All experiments are run on 1.6 MHz Intel processors with 2 GB main memory under window XP professional. Training time in CPU-seconds of SVM is 3.5688 while that of WSVM is 3.1182e + 003. WSVM is more slowly than SVM because better prediction performance gained by constructing wavelet kernel based on multi-scale theory is at the cost of the time consuming.
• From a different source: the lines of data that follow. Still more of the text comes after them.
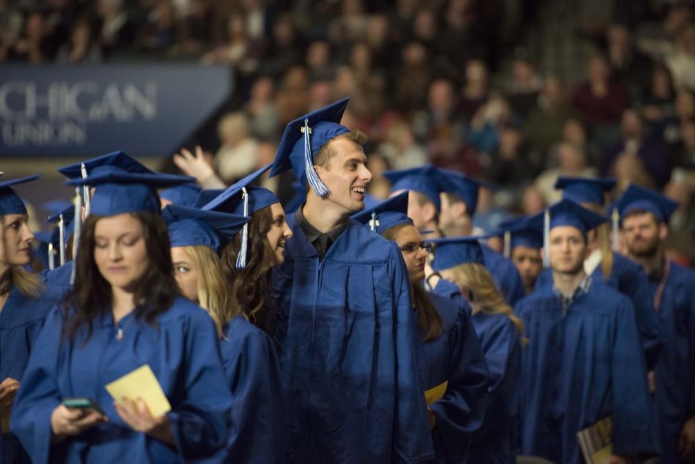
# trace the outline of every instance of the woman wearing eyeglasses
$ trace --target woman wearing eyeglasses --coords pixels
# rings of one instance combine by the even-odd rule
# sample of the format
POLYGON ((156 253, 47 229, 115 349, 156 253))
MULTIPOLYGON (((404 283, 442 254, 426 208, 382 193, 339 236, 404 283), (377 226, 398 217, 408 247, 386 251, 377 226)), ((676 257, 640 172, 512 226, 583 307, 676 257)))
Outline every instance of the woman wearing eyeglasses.
POLYGON ((354 216, 395 242, 408 269, 420 372, 437 463, 465 463, 482 423, 487 366, 466 309, 425 290, 429 248, 407 215, 408 192, 354 216))

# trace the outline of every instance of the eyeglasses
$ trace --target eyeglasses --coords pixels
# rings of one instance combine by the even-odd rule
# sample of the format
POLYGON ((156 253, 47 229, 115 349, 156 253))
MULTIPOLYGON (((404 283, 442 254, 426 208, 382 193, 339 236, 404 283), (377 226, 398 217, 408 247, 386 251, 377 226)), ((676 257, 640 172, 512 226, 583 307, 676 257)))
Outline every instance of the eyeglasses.
POLYGON ((432 245, 431 243, 420 242, 420 243, 407 243, 402 247, 398 247, 398 248, 403 253, 415 253, 418 249, 423 249, 426 252, 430 253, 432 249, 432 245))

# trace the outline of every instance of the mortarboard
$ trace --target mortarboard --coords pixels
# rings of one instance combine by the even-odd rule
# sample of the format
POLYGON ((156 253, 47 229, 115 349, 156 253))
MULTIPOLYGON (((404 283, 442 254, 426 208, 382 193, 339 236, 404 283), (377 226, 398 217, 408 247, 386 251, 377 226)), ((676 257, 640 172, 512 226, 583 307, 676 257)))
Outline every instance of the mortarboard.
POLYGON ((575 203, 595 203, 603 206, 604 192, 615 186, 614 179, 603 177, 572 177, 560 176, 555 181, 555 189, 562 189, 562 198, 575 203))
MULTIPOLYGON (((275 194, 262 187, 250 187, 250 185, 265 174, 272 165, 261 167, 255 172, 252 172, 233 185, 218 195, 215 199, 203 206, 204 210, 230 213, 243 216, 250 216, 252 214, 279 203, 275 194)), ((236 268, 243 269, 246 267, 246 254, 249 240, 249 225, 245 224, 241 231, 241 246, 239 254, 236 257, 236 268)))
POLYGON ((179 205, 167 206, 162 215, 168 224, 172 247, 204 245, 218 254, 251 219, 179 205))
POLYGON ((160 210, 155 189, 190 182, 188 176, 96 171, 84 179, 67 181, 67 185, 96 187, 92 198, 92 213, 112 216, 124 213, 160 210))
POLYGON ((175 205, 193 206, 200 191, 200 187, 196 183, 182 183, 161 190, 159 192, 159 197, 169 200, 175 205))
POLYGON ((466 204, 468 215, 473 217, 477 208, 478 192, 481 187, 496 190, 497 187, 488 182, 468 177, 451 169, 439 169, 443 179, 441 191, 452 193, 466 204))
POLYGON ((560 226, 570 226, 578 229, 582 235, 587 231, 606 222, 608 218, 581 206, 571 200, 564 199, 546 208, 545 211, 530 217, 526 220, 528 226, 543 234, 543 265, 550 265, 548 234, 550 230, 560 226))
POLYGON ((0 216, 7 214, 26 214, 24 202, 17 194, 11 185, 31 182, 41 176, 34 174, 27 177, 19 177, 0 182, 0 216))
POLYGON ((382 172, 382 175, 391 183, 391 192, 398 190, 418 192, 429 198, 434 204, 434 207, 438 211, 441 210, 439 192, 442 191, 442 176, 438 168, 427 163, 420 167, 386 171, 382 172))
POLYGON ((450 269, 459 264, 475 263, 484 265, 480 240, 483 236, 445 237, 427 240, 434 245, 434 259, 432 267, 435 271, 450 269))
POLYGON ((408 217, 408 190, 352 215, 352 219, 367 224, 373 232, 383 234, 402 224, 412 224, 408 217))
POLYGON ((668 223, 678 203, 654 190, 630 184, 614 206, 623 219, 630 213, 644 211, 651 213, 661 222, 668 223))
POLYGON ((303 185, 308 181, 319 197, 330 193, 313 169, 313 158, 328 142, 350 132, 340 124, 349 101, 350 99, 336 101, 287 124, 272 163, 270 176, 291 169, 297 180, 303 185))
5 Conclusion and discussion

An effective spline wavelet kernel which we combine spline theory and wavelet method with SVM to construct for volatility forecasting is presented in this paper. The existence of spline wavelet kernel is proven firstly. And then the forecasting performance is evaluated by using two simulated data sets and five real daily indices. As demonstrated in the experiment, spline wavelet kernel forecasts significantly better than Gaussian kernel in all aspects. The superior performance of spline wavelet kernel to the Gaussian kernel mostly lies in that spline wavelet is a set of bases that can approximate arbitrary functions. Future work will involve a theoretic analysis of the multi-scale frame on spline. More sophisticated spline wavelet kernel which can closely follow the volatility cluster will be explored for further improving the performance of SWSVM in volatility forecast.